BUG: Network `jones2009_3x3_drives.json` is incompatible with MPI #960

asoplata · 2024-12-13T17:18:01Z

I ran into the following issue when investigating #871. Currently, this bug prevents the default number of cores from being greater than one, in the case of the GUI when MPI is activated.

I was testing the GUI by way of enabling MPI and increasing the default number of cores used. However, weirdly, only some, but not all, of the GUI tests were failing at the actual simulation step. I realized that the problem was with this particular test network itself, not the GUI. Here is an example script that, if you run it from the hnn-core directory, reproduces the error (assuming you have MPI installed):

#!/usr/bin/env python

from pathlib import Path
from hnn_core import jones_2009_model, MPIBackend, simulate_dipole
from hnn_core import hnn_io as hio

hnn_core_root = Path('hnn_core')

###########################
# Network 1: the default case of HNN-Core's API. The config file is shown here
# ONLY for the sake of comparison.
config_net1 = (hnn_core_root / 'param' / 'default.json')
net1 = jones_2009_model()

###########################
# Network 2: the default case for the GUI. Note that this must be loaded
# differently than the classic case above.
config_net2 = (hnn_core_root / 'param' / 'jones2009_base.json')
net2 = hio.read_network_configuration(config_net2)

###########################
# Network 3: the network that is sometimes, but not always, the network used in
# actual GUI tests. Specifically, this is the network used in GUI tests when
# the `setup_gui` fixture is used.
config_net3 = (hnn_core_root / 'tests' / 'assets' / 'jones2009_3x3_drives.json')
net3 = hio.read_network_configuration(config_net3)

########################################################################
# Now let's test that they actually simulate using MPI.
# We will see that Networks 1 and 2 work, but 3 does not. Therefore, any GUI
# tests that use Network 3 and attempt to use MPI will fail.
for net in [net1, net2, net3]:
    try:
        with MPIBackend(n_procs=4):
            dpl = simulate_dipole(net, tstop=20., n_trials=1)
    except RuntimeError as err:
        print(err)

If you run this, you'll notice that net1 (the default model of the API) and net2 (the default model of the GUI) work fine, but net3 fails. The key part of the error appears to be the following:

Building the NEURON model
0 /opt/anaconda3/envs/hc12/bin/nrniv: usable mindelay is 0 (or less than dt for fixed step method)
0  near line 0
0  ^
        0 finitialize()
--------------------------------------------------------------------------
MPI_ABORT was invoked on rank 0 in communicator MPI_COMM_WORLD
  Proc: [[5323,1],0]
  Errorcode: -1

NOTE: invoking MPI_ABORT causes Open MPI to kill all MPI processes.
You may or may not see output from other processes, depending on
exactly when Open MPI kills them.
--------------------------------------------------------------------------
[Done]

Looking at the NEURON forums ( https://www.neuron.yale.edu/phpBB/viewtopic.php?t=3090 ), this may be tied to a particular but unknown delay parameter causing problems in net3 but not net2.

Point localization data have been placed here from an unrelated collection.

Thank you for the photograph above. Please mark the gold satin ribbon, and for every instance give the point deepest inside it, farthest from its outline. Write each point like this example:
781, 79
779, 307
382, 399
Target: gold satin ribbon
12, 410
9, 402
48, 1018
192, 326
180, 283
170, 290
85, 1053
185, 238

More generally, this is a case of inconsistency in what networks we test and when: this issue caused many, but not all, GUI tests which run simulations to fail. As it turns out, the actual network being simulated is inconsistent in test_gui.py: sometimes, it's the default GUI network (such as in test_gui.py::test_gui_add_drives()), but sometimes it's instead the network tied to this issue (any test that uses the test_gui.py::setup_gui() fixture). This also implies that many of our GUI tests are not actually testing the default GUI network!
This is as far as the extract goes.